The number of DAOs applying for grants has been increasing exponentially. The issue we are facing is much in the same way “token” as a term cannot define all tokens, “DAO does not define all DAOs”
As a collective focused on building opensource coordination tools which help solve public goods fundings problems, GitcoinDAO will need to select a policy for DAO inclusion in grants.
As of now, we have taken the lenient approach only denying for sybil and unqualified accounts.
I hope to have a productive discussion around what criteria should be considered and what the thresholds should be for inclusion.
Here is an inexhaustive list of criteria considerations:
Is it already established?
Is there smart contract governance? (Moloch, Compound, Multisig?)
Should every substream and individual be allowed their own grants?
Is the DAO open to participants or permissioned?
Is the DAO designed to be forkable? Composable?
Was the DAO a “fair launch”
Can members of the DAO rage quit
I might add in as well that a few principles to consider here are:
How many members in this dao?
How old is this dao?
Does this dao have any external funding at all?
I can say with confidence, the gate is much too wide and without sentry.
I mean Gitcoin Grants are much too permissive. They accept almost anyone.
For an example take a look at this NFT related project. NFT Grant 3575 It provides almost zero info yet there is no reason to deny this grant which is backed by policy. FDD Policy is aware of this shortcoming.
@DisruptionJoe I like the method used by Protocol Labs(IPFS, FileCoin, etc) proposal template here
We can do something similar with 3 reviewers or more per pull request (a PR = a grant request).
The curation feature/dApp could use that as a grant request registry.
Adding on your questions:
Please describe in more detail why this proposal is valuable for the Gitcoin ecosystem or Public Goods. Answer the following questions:
What are the benefits to getting this right?
What are the risks if you don’t get it right?
What are the risks that will make executing on this project difficult?
Please describe in details what your final deliverable for this project will be. Include a specification of the project and what functionality the software will deliver when it is finished.
Please break up your development work into a clear set of milestones. This section needs to be very detailed (will vary on the project, but aim for around 2 pages for this section).

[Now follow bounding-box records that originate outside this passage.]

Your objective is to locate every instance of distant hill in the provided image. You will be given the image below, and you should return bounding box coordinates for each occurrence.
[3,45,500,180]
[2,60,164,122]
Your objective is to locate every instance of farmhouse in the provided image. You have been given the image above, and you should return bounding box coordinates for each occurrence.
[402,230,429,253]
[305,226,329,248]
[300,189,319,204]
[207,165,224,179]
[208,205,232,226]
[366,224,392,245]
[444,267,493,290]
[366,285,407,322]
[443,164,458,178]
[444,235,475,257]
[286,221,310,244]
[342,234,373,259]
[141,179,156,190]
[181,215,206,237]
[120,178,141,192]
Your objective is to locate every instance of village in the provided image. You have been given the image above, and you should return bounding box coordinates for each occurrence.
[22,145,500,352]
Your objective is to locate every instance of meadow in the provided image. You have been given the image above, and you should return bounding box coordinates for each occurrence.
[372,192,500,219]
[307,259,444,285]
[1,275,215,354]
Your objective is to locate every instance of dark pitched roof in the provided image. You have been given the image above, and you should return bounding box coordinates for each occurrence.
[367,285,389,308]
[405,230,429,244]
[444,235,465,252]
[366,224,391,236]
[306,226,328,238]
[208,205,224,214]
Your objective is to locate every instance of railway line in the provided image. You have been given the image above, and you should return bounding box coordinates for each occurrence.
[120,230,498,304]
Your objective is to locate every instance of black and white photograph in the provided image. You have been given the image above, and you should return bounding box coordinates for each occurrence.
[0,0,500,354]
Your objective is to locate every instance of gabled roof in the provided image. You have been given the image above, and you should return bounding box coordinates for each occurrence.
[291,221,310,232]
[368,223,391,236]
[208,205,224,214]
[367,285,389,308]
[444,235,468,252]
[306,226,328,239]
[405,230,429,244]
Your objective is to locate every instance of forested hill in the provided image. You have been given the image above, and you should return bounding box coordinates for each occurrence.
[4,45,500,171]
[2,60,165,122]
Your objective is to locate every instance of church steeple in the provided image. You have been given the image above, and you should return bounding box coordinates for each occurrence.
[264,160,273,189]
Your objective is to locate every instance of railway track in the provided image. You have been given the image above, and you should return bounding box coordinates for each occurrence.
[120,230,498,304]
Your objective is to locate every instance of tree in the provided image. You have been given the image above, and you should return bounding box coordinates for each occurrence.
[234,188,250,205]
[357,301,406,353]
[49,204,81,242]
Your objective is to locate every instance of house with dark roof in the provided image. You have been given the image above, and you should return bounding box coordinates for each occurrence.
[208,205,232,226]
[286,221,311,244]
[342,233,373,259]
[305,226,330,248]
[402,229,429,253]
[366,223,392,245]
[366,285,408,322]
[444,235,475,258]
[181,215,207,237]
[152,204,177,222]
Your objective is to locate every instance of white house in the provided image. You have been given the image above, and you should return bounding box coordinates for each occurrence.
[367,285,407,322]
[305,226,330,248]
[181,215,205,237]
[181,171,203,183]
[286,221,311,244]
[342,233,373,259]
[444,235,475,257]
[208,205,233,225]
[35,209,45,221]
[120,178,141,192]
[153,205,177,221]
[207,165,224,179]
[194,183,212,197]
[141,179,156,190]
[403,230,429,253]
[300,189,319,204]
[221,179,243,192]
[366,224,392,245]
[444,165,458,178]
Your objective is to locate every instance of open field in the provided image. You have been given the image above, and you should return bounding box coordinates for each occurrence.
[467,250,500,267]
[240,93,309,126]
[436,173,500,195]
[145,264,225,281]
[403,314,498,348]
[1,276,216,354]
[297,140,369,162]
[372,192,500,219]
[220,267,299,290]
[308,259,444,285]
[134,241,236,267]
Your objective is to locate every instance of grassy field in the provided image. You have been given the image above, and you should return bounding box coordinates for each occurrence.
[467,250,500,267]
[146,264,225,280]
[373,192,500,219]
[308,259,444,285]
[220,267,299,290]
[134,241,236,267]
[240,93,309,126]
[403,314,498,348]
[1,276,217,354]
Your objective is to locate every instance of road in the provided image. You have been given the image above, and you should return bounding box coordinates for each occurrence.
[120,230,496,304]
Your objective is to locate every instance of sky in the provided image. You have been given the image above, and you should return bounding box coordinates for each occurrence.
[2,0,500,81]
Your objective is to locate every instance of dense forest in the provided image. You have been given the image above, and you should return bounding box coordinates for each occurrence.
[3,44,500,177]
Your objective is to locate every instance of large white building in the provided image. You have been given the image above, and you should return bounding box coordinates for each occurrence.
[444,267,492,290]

For each milestone, please describe:
The software functionality that we can expect after the completion of each milestone. This should be detailed enough that it can be used to ensure that the software meets the specification you outlined in the Deliverables.
How many people will be working on each milestone and their roles
The amount of funding required for each milestone
How much time this milestone will take to achieve (using real dates)

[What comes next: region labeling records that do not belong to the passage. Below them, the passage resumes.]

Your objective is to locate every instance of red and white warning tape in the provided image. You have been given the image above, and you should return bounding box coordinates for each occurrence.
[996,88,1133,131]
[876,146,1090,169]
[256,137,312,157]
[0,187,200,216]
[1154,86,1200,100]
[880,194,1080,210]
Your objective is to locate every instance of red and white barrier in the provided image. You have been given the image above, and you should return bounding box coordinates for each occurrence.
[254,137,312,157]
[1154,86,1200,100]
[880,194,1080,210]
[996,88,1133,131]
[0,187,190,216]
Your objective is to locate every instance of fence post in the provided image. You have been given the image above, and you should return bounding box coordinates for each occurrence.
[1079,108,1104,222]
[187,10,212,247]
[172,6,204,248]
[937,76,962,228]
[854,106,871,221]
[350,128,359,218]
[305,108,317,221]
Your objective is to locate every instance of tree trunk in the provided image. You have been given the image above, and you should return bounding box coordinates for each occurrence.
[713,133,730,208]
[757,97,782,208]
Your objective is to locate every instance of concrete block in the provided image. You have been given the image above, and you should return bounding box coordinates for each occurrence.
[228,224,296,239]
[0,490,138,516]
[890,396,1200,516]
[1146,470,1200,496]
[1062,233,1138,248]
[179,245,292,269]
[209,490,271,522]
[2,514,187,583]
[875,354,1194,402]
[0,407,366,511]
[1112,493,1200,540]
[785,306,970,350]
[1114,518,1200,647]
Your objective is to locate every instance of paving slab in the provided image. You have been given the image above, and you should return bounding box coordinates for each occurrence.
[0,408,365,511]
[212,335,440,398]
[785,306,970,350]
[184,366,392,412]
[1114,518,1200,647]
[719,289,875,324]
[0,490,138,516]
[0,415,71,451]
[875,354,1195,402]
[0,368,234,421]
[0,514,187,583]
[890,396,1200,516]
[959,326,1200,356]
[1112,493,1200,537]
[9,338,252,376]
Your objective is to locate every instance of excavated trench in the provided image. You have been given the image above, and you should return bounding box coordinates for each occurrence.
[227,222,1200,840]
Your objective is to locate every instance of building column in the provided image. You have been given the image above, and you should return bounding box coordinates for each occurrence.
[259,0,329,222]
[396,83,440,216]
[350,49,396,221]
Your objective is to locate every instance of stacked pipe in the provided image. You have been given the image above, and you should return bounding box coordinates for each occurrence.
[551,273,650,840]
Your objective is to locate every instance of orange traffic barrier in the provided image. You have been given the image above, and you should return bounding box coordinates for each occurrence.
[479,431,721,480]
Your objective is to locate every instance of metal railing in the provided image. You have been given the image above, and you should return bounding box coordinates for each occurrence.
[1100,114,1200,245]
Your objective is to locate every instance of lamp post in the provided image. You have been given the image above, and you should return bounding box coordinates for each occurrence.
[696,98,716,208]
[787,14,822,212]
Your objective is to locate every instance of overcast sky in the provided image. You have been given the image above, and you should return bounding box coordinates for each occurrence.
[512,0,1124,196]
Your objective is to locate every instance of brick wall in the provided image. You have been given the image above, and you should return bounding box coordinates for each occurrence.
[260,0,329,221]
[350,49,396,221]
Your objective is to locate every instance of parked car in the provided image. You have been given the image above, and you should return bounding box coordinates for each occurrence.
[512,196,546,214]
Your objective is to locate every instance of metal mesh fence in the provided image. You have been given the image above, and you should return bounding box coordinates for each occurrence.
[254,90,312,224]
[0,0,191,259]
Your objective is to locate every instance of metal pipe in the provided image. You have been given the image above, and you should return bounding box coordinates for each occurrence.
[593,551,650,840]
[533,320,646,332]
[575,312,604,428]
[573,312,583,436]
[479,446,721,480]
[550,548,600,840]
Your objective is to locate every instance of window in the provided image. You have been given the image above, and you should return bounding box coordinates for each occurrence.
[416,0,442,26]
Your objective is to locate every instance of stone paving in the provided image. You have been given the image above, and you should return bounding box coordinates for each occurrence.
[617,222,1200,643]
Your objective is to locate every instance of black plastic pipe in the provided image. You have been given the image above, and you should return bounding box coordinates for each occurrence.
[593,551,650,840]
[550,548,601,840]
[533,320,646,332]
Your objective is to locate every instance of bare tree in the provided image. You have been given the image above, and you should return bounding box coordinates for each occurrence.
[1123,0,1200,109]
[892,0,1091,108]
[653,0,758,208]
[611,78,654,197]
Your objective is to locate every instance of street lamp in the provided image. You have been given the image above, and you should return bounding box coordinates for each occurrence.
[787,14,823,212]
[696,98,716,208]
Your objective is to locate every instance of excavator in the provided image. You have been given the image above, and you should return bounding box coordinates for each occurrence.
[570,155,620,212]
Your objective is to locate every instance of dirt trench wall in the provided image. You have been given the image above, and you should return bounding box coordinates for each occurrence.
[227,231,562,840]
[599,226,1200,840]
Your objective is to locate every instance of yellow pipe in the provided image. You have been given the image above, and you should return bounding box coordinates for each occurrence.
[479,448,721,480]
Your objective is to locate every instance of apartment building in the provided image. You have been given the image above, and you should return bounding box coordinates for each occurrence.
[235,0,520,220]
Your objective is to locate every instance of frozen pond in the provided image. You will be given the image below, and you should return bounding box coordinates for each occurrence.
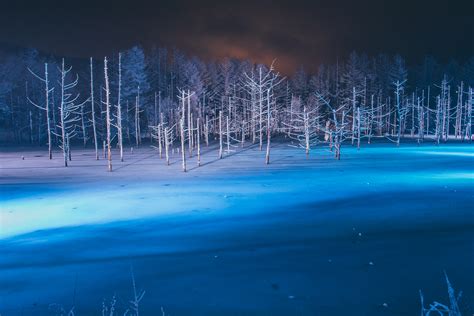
[0,144,474,316]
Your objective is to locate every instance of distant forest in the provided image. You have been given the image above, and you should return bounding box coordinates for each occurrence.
[0,46,474,165]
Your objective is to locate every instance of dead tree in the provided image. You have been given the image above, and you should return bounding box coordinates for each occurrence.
[283,97,320,157]
[115,53,123,162]
[58,58,83,167]
[104,57,112,172]
[196,117,201,167]
[27,63,54,159]
[90,57,99,160]
[315,92,349,160]
[135,86,143,147]
[179,118,186,172]
[394,80,409,146]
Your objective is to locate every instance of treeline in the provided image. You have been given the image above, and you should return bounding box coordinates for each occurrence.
[0,46,474,168]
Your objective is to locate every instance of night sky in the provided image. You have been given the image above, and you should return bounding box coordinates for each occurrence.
[0,0,474,72]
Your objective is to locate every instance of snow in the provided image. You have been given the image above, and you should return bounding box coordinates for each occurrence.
[0,143,474,315]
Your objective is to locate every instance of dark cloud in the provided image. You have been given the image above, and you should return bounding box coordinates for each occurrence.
[0,0,474,72]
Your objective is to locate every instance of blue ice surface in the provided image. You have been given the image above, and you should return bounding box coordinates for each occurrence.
[0,144,474,315]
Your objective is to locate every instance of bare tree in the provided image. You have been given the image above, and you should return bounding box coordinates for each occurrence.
[27,63,54,159]
[90,57,99,160]
[58,58,81,167]
[104,57,112,172]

Specify your team’s long-term plans to maintain this software and upgrade it over time.
Team members, Relevant Experience, Team code repositories
I think this is a very comprehensive form and would for sure help weed out anyone who is just trying to get some free money for a project they never really intend to deliver on. I mean look at the example provided by @David_Dyor , it is literally just one line asking for money to create NFTs so that he (or she) can sell the created NFTs on OpenSea.
Here is a Pol.is conversation on this issue that we can leverage to find rough consensus with the community.
Gitcoin Grant Approval Policy for DAOs
Recently, there’s been a rapid increase of DAOs (Decentralized Autonomous Organizations) with all kinds of missions and socio-technological mechanisms in the Ethereum ecosystem. Under which criteria should DAOs be allowed to receive funding in Gitcoin Grants rounds? Please feel free to discuss here: Polis.
My thoughts on this are evolving. What if we made no distinction between different types of applicants, individuals or a group of individuals, but we simply held them all to the same standard.
It seems like daos are becoming the new business model in web3. We should probably allow them.
The real challenge is determining what proof is acceptable for an applicant, then requesting our applicants provide such a proof with their original application, so stewards and volunteers don’t have to spend weeks chasing it down when they could be doing more productive things for the Dao.